In testing on simulated data, AptaTRACE outperformed other methods, in part because these methods models were not specifically designed to handle these sort of sequences. Furthermore, no competitors exist that could be tested on in vitro data as none of the current programs scale to the amount of data points produced by HT-SELEX. While we currently have no gold standard for experimental data to measure the quality of the identified motifs, it is reassuring that the motifs converge structurally to loop regions, consistent with the accepted view where such binding sites reside.
Sequence logos provide a convenient visualization of the selected motifs. For TF-binding, information used to derive these logos can be used to estimate binding energy [53,54]. However, for general HT-SELEX this connection is less immediate as one has to take into account the energy contribution from the structure component [55]. Perhaps even more importantly, aptamers binding to large cell surfaces are likely to be exposed to more binding opportunities than ap-tamers binding to single receptors and thus the number of resulting motifs can be expressed as a function of interaction probability and binding affinity. We hypothesize that the here presented K-context trace will be helpful in untangling some of these contributions.

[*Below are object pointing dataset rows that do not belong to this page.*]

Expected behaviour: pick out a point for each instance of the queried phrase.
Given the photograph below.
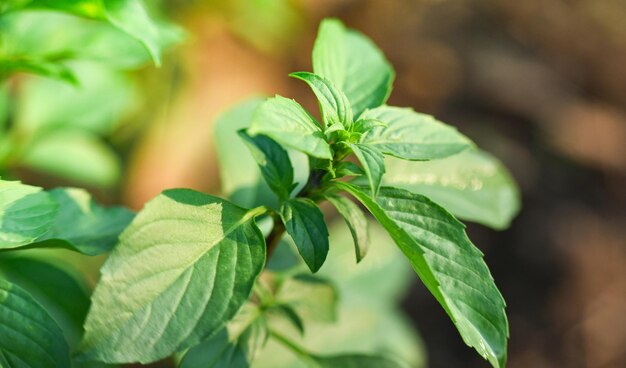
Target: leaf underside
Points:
(447, 262)
(182, 269)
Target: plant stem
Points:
(273, 239)
(290, 344)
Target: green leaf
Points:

Finally, analysis of the K-context trace indicates that the selection signal can be identified at very early cycles. This suggests that, with deep enough sequencing, only a limited number of selection cycles might be required. Yet, this analysis also shows that the dynamics of K-context traces is not the same for all sequence-structure motifs. While most trends essentially stabilize at a relatively early cycle, some continue to grow. We hypothesize that this type of information can aid the identification of the most promising binders. Note that while we defined the K-context shifting score on all pairs of sequenced selection pools, it can also be used to focus the analysis to any part of the selection as long as it includes at least two cycles and hence to center on additional details of the selection dynamics. Other variants of the K-context shifting score (e.g. always using the initial pool as background/reference in the summation) can also prove informative, however full elucidation of this dynamic will require concerted computational and experimental effort. AptaTRACE is not only a powerful method to detect emerging sequence-structure motifs but also, a flexible tool to interrogate such selection dynamics.